I wanted to stand up an engineering log at fab.mabl.com — short posts from people on the delivery pipeline, public, in our voice. The first instinct was the obvious one: a CMS, or markdown files in a repo with a PR per post. Both are wrong for us. A CMS adds a vendor for ten posts a year. A PR per post means Joey doesn't write the post, because forking and branching to publish a paragraph isn't how anyone gets a paragraph out of their head. So we did the third thing: posts are markdown files in the repo, and the authoring interface is a Claude skill called /fab-note that drafts a post in the established voice, confirms it with the author, and commits the file directly to main.
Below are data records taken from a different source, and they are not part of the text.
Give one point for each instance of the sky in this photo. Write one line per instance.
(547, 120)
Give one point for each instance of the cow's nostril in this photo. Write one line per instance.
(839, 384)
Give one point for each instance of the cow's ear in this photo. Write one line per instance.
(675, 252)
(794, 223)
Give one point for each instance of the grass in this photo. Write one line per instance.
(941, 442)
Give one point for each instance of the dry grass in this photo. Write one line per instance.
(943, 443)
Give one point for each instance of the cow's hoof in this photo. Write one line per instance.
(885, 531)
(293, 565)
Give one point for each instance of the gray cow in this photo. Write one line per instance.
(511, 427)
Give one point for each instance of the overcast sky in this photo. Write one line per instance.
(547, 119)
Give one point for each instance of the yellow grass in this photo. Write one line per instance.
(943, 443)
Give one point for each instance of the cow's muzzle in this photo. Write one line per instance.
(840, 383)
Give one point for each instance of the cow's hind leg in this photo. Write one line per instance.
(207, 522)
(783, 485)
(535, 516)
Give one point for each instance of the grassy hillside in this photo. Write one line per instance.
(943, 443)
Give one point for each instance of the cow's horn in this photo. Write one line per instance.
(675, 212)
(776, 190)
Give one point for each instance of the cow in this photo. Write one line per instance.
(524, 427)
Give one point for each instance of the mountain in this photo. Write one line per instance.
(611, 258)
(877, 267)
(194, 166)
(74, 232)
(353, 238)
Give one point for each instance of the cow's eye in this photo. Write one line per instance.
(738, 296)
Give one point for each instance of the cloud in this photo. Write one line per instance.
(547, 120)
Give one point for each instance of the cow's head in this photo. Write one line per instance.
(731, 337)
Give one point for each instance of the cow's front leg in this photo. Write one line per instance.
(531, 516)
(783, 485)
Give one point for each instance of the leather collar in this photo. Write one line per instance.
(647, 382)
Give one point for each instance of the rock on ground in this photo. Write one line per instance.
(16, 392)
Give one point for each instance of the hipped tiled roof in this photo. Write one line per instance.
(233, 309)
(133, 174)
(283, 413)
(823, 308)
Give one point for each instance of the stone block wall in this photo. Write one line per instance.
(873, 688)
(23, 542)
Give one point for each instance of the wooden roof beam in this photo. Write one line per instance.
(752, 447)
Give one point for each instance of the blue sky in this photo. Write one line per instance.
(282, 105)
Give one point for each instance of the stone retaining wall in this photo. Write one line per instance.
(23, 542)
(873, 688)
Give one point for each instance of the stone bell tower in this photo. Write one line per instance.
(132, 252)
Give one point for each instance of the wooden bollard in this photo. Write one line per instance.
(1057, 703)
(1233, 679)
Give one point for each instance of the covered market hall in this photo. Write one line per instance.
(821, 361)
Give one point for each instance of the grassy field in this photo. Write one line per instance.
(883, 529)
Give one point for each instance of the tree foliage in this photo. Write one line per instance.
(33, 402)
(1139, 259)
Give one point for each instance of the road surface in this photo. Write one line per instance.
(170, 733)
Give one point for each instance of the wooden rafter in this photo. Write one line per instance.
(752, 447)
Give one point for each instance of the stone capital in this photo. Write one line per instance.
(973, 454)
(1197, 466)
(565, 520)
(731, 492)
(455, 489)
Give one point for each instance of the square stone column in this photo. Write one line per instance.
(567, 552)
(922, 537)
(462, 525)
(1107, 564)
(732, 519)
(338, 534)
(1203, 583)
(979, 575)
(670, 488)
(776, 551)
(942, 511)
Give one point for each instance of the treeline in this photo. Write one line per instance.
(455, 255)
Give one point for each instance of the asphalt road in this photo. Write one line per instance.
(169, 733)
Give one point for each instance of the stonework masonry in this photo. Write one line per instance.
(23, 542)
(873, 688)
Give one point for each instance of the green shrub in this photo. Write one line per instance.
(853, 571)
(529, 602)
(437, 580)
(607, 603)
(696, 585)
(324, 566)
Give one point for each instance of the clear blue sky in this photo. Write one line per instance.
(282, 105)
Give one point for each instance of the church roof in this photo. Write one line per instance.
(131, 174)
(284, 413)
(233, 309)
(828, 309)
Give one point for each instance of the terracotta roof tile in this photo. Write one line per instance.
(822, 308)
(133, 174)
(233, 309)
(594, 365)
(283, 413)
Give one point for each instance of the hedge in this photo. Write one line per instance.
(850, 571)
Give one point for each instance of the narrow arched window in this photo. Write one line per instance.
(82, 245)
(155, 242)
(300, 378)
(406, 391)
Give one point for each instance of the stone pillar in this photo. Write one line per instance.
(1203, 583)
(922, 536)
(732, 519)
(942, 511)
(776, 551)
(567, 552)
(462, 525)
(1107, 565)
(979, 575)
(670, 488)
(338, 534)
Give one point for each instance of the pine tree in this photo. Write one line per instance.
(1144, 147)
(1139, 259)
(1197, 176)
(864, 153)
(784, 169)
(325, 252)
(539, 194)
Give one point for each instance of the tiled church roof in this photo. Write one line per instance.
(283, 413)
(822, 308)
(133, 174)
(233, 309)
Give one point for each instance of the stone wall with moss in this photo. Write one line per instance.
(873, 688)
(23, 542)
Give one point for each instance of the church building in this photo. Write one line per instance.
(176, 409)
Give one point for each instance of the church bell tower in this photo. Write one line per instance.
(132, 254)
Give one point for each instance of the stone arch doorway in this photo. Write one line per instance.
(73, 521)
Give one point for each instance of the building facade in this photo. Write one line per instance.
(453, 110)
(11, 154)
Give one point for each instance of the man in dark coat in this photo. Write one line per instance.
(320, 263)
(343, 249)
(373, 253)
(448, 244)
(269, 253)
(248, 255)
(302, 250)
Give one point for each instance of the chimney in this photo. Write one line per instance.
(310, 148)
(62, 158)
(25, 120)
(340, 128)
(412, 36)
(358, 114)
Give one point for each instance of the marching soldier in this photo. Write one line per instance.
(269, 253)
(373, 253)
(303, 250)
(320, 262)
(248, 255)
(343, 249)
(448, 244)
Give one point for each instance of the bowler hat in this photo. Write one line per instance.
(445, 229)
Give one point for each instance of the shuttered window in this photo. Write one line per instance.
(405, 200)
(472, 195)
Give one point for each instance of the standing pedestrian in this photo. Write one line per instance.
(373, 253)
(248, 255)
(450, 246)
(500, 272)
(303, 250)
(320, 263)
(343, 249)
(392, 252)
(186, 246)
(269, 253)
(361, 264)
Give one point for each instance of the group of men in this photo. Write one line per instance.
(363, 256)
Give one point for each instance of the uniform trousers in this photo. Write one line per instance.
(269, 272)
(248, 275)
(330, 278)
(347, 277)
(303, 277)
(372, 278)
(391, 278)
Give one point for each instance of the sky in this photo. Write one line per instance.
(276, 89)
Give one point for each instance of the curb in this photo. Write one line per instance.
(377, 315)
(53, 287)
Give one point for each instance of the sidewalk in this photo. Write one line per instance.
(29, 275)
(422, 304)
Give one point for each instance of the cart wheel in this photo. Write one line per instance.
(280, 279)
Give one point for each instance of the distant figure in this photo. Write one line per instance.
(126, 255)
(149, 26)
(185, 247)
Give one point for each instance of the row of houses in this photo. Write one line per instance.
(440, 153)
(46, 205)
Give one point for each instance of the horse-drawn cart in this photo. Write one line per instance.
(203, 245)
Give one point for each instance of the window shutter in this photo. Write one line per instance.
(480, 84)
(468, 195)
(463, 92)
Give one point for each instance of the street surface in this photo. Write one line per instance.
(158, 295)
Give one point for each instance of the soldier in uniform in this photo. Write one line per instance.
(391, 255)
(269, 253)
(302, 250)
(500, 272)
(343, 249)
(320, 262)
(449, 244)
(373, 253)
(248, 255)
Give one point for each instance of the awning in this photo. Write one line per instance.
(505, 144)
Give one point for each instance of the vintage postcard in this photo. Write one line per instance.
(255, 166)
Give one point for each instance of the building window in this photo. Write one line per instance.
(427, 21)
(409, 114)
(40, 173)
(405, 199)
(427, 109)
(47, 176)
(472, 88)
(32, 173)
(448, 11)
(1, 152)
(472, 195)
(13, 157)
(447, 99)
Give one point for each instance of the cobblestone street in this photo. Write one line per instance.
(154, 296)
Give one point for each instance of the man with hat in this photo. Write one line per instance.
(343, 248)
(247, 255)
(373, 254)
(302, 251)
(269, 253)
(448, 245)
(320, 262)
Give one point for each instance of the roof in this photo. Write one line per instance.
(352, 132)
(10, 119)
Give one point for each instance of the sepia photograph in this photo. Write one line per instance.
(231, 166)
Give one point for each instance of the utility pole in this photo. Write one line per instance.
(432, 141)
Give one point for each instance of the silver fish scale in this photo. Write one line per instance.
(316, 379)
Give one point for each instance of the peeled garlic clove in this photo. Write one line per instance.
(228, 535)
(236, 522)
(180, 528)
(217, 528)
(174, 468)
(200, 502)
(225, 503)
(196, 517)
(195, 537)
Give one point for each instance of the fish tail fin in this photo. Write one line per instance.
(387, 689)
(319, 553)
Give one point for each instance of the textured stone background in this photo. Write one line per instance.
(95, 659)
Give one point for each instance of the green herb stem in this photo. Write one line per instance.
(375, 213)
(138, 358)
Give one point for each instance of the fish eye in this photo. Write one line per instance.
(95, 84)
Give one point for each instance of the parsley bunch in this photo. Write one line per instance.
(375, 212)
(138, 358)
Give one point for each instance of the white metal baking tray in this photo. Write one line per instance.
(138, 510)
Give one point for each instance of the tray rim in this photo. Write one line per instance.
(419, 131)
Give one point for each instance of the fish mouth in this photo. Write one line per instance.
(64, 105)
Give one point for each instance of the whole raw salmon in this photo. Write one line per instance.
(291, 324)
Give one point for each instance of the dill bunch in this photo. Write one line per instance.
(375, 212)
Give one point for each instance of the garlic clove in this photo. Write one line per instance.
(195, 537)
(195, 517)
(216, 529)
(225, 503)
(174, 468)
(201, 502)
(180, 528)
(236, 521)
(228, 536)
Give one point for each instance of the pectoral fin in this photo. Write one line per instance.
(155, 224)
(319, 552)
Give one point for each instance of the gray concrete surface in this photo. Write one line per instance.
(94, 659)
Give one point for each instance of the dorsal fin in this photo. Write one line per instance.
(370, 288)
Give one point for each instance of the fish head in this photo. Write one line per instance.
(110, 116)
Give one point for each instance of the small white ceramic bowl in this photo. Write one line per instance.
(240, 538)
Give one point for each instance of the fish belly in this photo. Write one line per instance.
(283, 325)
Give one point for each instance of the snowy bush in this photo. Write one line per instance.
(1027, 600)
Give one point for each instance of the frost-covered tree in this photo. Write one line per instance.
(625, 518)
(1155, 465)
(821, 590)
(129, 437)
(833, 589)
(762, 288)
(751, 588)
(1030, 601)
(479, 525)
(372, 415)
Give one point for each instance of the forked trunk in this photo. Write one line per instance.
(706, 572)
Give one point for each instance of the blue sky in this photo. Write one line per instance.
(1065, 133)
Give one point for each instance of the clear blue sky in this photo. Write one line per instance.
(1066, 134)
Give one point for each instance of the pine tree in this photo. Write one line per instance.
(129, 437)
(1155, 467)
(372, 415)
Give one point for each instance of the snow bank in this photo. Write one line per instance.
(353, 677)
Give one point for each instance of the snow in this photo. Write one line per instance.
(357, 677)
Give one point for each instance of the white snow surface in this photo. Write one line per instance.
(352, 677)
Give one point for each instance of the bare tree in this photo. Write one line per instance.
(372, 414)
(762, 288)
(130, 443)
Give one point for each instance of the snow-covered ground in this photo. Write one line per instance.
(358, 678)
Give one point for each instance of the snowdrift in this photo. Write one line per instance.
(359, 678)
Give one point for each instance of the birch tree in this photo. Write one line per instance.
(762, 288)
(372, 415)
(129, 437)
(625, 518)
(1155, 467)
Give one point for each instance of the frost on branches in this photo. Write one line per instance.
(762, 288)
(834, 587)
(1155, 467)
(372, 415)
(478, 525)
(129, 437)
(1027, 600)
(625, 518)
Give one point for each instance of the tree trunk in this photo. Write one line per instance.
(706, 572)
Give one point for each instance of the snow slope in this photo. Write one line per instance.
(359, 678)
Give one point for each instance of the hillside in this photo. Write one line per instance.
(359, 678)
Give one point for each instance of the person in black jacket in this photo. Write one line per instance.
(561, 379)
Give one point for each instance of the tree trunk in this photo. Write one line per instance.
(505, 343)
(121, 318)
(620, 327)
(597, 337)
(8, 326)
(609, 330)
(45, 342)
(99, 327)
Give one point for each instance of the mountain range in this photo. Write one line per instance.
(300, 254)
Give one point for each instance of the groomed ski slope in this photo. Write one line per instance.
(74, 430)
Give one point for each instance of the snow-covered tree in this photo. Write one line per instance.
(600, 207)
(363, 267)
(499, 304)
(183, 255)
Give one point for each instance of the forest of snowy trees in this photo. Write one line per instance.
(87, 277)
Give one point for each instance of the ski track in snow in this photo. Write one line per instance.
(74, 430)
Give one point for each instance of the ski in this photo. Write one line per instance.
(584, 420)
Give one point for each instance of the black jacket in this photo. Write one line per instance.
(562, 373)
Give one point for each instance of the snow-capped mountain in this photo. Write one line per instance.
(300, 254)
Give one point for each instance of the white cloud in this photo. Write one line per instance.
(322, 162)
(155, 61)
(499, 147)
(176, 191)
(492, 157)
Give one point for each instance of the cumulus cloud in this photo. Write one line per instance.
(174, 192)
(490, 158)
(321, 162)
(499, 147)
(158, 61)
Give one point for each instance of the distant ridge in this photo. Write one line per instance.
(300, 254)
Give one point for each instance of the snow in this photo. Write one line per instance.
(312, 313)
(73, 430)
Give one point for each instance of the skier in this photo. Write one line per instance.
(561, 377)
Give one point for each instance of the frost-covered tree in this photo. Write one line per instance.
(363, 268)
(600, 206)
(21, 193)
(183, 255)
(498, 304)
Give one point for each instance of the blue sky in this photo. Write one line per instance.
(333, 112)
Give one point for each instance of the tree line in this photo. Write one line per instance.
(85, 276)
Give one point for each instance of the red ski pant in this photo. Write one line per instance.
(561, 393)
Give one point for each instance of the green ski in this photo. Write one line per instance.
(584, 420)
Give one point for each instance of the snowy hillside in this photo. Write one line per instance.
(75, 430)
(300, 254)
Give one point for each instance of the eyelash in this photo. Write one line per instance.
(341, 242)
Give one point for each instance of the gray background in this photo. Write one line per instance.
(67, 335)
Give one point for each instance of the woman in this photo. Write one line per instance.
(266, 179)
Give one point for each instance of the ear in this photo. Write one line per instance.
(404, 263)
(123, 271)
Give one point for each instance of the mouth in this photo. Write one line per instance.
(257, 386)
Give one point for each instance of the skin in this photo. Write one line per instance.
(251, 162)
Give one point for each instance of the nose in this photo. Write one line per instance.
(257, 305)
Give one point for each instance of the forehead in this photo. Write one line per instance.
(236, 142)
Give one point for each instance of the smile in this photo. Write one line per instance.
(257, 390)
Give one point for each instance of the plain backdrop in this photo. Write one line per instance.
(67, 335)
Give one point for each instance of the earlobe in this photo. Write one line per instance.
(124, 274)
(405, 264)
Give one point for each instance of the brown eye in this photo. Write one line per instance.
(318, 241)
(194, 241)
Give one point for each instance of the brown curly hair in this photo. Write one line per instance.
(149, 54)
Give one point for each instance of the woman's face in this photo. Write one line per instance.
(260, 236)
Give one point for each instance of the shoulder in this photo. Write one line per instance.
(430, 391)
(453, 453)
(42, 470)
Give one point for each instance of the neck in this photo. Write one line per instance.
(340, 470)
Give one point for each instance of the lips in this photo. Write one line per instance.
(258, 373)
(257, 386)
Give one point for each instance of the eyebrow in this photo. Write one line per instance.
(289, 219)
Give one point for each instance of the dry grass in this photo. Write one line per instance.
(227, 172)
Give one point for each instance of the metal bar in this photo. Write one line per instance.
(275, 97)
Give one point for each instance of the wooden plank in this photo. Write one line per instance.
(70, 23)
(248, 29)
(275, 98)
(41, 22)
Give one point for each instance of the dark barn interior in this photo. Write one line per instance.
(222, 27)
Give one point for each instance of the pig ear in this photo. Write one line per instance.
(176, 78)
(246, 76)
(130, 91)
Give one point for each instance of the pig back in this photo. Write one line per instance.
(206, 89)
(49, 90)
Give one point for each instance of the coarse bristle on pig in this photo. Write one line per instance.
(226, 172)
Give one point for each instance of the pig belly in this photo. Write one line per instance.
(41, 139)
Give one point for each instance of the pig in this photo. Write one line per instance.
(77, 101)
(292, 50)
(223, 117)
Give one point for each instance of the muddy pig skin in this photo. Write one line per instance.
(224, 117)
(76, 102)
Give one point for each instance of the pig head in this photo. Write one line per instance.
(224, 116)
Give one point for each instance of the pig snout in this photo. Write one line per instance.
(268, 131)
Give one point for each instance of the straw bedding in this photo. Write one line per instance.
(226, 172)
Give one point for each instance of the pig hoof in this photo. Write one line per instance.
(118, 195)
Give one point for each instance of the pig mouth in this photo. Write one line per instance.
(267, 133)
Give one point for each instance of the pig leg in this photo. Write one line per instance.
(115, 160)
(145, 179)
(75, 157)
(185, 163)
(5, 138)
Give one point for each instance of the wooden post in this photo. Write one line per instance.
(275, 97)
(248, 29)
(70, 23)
The author never sees a PR. Git history is preserved. The skill is the CMS. The point that surprised me writing this: the right interface for a publishing system isn't a form or a PR, it's the tool the authors are already inside. Our engineers spend their day in Claude Code. Meeting them there cost less than building anything else.

Wiring /codex-review across 16 repos so we stop reviewing every PR.

At our current PR throughput, I'm going to burn out on reviews alone, never mind actual work. We can't move at this pace while also having a human read every change. The model I want us to move toward: ask for human review when you're truly unsure about something, and let the agent reviewers handle the rest.

The piece I shipped to make this real was getting /codex-review wired up across every repo as an on-demand second opinion. Different model family from Claude, uncorrelated blind spots, one comment away when you want it. The work was sixteen PRs across sixteen repos to enable the GitHub Actions trigger, plus a change to our shared workflows repo to make it a first-class slash command. The conceptual work was harder: deciding that "two agent reviews and a human glance" is now an acceptable pre-merge state for routine changes, and reserving real human attention for the changes that genuinely need it. We're not all the way there. But the trajectory is clear, and I'd rather build the routing now than burn out catching up to it later.